The shock is deep in the mountaineering scene. “Three of the best alpinists in the world lost in one unfortunate accident”, writes US climber Alex Honnold. “The three missing mountaineers were no doubt a great asset of our community,” adds Pakistani top mountaineer Muhammad Ali “Sadpara”, who is currently en route on the eight-thousander Makalu in Nepal. “The gap they created can never be bridged.”
The risk is part of it
Despite all the sadness, the climbers agree that Lama, Auer and Roskelley consistently lived their dreams and passion for the mountains and that they were well aware of the risks involved when pushing the limits. “The intensity of the high alpine, guarded by wind and snow and ruled by gravity, is where we find these moments that define us as people,” writes US climber Conrad Anker.
The Italian Simone Moro expresses himself in a similar way. Every climber tries to protect the “precious gift of life”, says Simone: “But man is part of nature, he is not its ruler and creator and accepts from the beginning that skill, experience, tricks and prudence may not be enough to cancel the risks and avoid even the worst.

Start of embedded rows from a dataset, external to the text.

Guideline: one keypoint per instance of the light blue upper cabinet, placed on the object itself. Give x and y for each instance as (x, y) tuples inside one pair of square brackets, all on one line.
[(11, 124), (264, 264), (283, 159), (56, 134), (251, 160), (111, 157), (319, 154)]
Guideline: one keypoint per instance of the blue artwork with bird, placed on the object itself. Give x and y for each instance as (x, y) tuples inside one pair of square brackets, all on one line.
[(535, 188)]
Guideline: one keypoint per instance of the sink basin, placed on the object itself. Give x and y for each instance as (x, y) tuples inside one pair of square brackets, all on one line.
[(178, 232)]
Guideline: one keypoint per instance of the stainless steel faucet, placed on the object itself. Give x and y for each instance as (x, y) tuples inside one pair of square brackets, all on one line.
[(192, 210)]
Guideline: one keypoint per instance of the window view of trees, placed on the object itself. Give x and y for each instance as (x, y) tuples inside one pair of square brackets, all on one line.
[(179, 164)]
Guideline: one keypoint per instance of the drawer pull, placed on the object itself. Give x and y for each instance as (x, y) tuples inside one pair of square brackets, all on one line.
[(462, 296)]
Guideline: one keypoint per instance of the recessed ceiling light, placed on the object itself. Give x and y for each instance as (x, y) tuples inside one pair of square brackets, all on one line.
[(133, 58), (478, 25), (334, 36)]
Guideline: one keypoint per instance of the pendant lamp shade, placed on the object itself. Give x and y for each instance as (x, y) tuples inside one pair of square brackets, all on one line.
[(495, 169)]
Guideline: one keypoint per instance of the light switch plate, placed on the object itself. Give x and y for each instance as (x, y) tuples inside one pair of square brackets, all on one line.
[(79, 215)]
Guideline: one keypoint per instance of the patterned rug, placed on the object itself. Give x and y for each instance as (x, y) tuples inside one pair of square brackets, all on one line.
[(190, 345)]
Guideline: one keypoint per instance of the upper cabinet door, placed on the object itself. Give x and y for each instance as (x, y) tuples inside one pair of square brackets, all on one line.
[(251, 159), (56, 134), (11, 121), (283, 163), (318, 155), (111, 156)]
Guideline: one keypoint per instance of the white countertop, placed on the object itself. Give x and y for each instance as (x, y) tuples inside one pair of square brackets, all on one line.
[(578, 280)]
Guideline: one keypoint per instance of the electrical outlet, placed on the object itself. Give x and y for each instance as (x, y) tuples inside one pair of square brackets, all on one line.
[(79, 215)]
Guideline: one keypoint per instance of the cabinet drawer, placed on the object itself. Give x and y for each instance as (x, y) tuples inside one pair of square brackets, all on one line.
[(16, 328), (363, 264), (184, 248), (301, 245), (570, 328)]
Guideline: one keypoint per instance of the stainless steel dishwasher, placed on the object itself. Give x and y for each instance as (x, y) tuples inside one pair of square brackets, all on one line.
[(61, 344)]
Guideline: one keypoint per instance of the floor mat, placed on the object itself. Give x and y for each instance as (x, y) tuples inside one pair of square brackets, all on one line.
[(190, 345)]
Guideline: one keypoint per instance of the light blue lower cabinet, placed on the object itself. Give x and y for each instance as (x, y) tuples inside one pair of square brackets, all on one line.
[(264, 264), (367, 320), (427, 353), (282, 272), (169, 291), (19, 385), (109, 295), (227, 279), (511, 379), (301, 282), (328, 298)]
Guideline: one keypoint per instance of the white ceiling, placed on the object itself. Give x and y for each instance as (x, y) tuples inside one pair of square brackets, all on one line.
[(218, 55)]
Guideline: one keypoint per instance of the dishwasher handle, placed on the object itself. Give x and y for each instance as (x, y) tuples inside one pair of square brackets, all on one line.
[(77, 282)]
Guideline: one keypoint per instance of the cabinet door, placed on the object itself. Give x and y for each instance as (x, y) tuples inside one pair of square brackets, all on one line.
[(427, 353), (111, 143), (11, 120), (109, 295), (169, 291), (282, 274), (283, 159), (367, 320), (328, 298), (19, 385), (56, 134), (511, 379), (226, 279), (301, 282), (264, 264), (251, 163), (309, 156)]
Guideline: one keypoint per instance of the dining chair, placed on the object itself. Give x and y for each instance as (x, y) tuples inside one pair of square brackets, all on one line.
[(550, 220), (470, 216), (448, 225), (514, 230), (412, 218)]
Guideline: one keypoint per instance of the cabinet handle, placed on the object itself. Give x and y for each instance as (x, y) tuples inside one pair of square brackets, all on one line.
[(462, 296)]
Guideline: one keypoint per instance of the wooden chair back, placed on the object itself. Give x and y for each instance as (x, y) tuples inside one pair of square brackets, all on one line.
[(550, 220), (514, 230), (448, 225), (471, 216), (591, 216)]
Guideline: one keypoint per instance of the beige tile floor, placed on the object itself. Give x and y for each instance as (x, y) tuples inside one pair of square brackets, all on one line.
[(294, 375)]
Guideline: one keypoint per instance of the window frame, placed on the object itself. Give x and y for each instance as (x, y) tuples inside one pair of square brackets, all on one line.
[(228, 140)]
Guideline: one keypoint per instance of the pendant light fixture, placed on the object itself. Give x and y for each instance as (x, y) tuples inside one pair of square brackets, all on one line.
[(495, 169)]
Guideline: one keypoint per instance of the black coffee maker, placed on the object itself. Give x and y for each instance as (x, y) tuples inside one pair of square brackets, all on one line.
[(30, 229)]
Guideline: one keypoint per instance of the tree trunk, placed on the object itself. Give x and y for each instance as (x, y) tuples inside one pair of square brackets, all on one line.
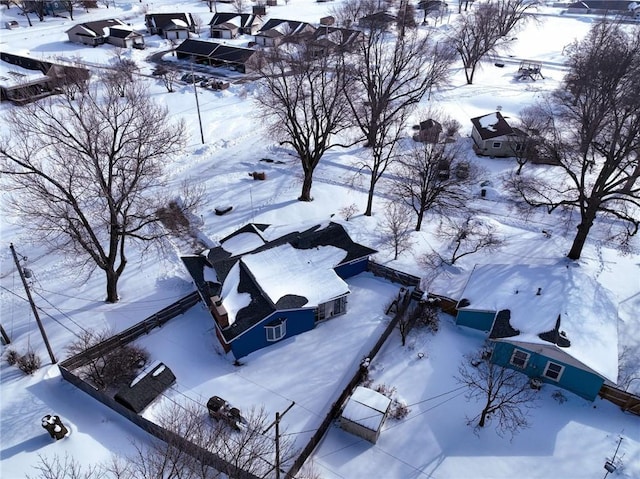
[(583, 232), (419, 222), (579, 241), (306, 187), (369, 209), (483, 417), (112, 287)]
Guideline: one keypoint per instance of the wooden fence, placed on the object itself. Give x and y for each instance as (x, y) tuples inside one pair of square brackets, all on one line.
[(627, 401), (134, 332), (393, 275)]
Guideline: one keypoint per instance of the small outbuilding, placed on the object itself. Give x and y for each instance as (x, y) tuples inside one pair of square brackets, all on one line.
[(364, 413), (146, 387)]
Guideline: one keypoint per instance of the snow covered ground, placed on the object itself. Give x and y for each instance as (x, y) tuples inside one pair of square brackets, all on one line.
[(570, 440)]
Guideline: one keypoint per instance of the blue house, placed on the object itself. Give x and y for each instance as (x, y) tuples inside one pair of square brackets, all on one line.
[(264, 283), (553, 323)]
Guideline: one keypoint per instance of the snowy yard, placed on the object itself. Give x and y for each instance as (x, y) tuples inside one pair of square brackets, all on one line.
[(570, 439)]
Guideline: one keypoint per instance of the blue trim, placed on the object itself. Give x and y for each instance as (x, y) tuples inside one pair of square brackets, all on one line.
[(583, 383)]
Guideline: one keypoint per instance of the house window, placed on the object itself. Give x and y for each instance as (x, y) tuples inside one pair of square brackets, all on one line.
[(520, 358), (553, 371), (276, 330)]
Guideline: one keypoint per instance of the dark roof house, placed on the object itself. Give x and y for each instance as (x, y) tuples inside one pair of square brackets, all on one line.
[(266, 283), (275, 31), (24, 79), (329, 39), (93, 33), (172, 26), (493, 136), (229, 25), (216, 54)]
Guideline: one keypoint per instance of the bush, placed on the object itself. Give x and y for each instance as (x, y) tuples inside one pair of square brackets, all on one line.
[(12, 357), (348, 212), (398, 410), (29, 363), (122, 365)]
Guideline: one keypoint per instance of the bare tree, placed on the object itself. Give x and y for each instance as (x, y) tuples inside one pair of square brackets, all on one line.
[(513, 14), (592, 132), (85, 173), (211, 4), (395, 228), (466, 5), (392, 74), (198, 23), (68, 6), (505, 394), (425, 178), (122, 73), (112, 368), (475, 35), (304, 101), (467, 235), (65, 468), (25, 8), (347, 13), (168, 75)]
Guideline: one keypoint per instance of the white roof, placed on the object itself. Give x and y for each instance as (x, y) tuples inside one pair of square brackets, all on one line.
[(488, 122), (232, 299), (587, 314), (242, 243), (367, 408), (308, 273)]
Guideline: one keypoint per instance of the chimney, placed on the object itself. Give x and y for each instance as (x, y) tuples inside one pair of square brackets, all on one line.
[(219, 312)]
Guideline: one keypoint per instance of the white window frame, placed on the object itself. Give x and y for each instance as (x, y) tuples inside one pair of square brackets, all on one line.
[(276, 330), (340, 305), (559, 373), (526, 360)]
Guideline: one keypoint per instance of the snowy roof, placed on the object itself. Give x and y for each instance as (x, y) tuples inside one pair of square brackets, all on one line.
[(367, 408), (536, 297), (308, 273), (492, 125), (14, 75)]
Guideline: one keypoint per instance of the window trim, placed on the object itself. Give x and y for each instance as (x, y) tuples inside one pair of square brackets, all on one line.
[(526, 360), (560, 372), (276, 330)]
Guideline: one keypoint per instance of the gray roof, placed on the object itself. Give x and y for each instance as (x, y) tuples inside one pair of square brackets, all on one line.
[(260, 306), (498, 126)]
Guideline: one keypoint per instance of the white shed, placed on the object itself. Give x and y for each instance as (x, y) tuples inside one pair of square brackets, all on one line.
[(364, 413)]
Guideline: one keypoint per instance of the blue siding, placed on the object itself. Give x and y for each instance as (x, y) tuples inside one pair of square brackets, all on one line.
[(351, 269), (583, 383), (480, 320), (298, 322)]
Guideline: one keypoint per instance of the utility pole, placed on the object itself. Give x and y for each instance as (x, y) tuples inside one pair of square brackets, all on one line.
[(5, 337), (276, 423), (33, 305), (195, 91)]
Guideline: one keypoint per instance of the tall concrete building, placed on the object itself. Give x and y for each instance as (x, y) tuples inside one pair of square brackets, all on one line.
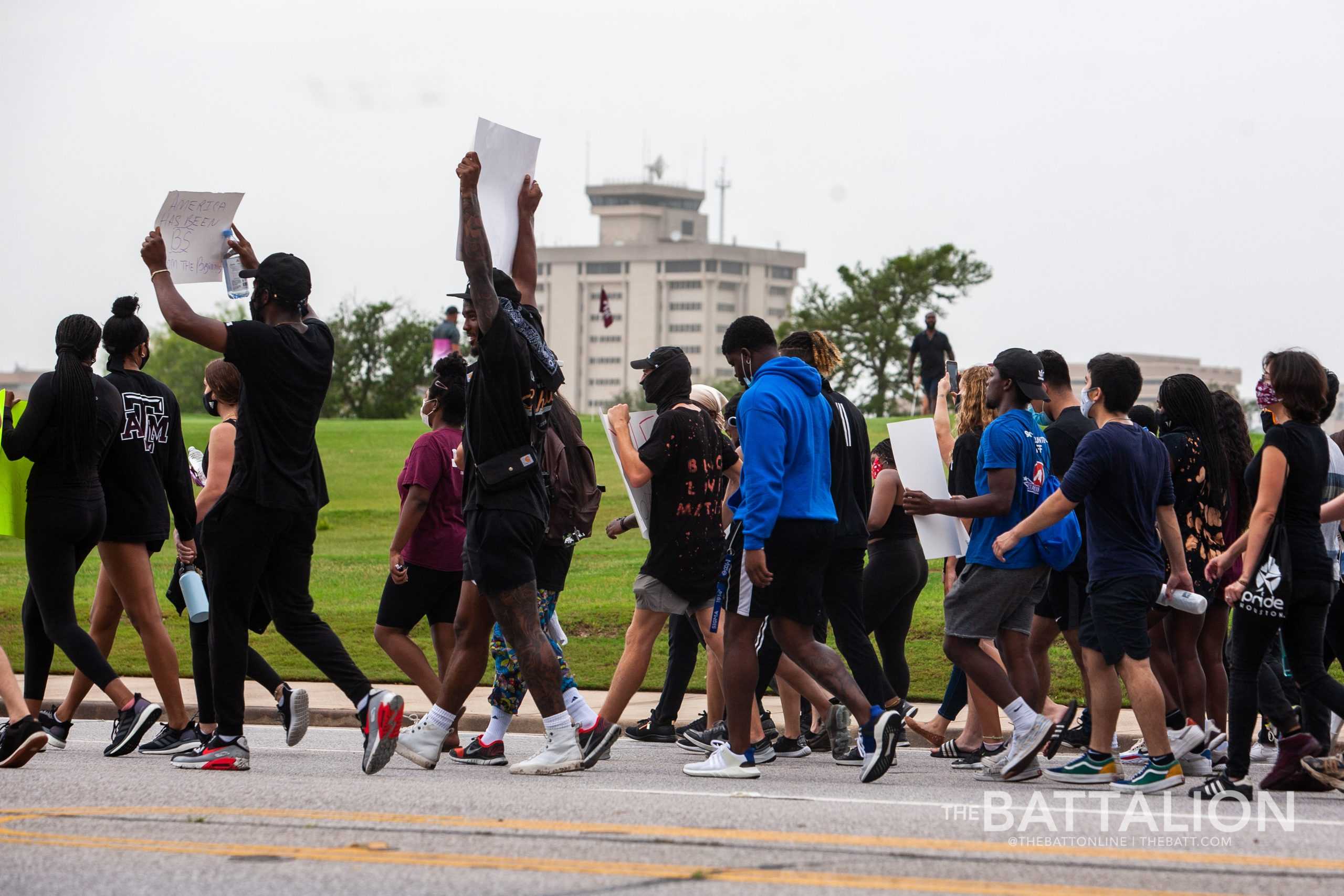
[(1159, 367), (667, 285)]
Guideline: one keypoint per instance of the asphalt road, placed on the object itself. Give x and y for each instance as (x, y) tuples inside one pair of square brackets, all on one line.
[(306, 821)]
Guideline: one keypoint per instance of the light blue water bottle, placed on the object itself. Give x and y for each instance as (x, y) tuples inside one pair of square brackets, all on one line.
[(234, 284), (194, 592)]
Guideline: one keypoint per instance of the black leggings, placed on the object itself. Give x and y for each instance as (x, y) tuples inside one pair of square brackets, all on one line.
[(1304, 636), (258, 671), (61, 532), (896, 575)]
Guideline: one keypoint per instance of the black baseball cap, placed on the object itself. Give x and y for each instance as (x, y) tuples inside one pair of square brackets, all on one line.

But we can decide whether to exist only to live, or to live trying to make sense of the gift and the luck of having existed.”
“I cannot resist”
Hansjörg Auer’s family and friends quote the climber himself on Facebook. “Climbing and mountaineering on the borderline of possible is a game – a risky game … but one that I cannot live without,” Hansjörg once said. “The game is simple, the rules always the same. The present moment counts for everything. I want to do things that push me. With all my heart or not at all. The more intense it is, the more enriching it is, and the stronger the feeling that I am heading in the right direction.
I do however begin to ponder. Especially when I am injured or after a close call. I think about my friends. I think about what it would be like if one day I didn’t return, if I had to pay the price for the mountains. And yet I cannot resist to take on the challenge time after time. I will never stop searching because what I find fascinates me every time I head out.”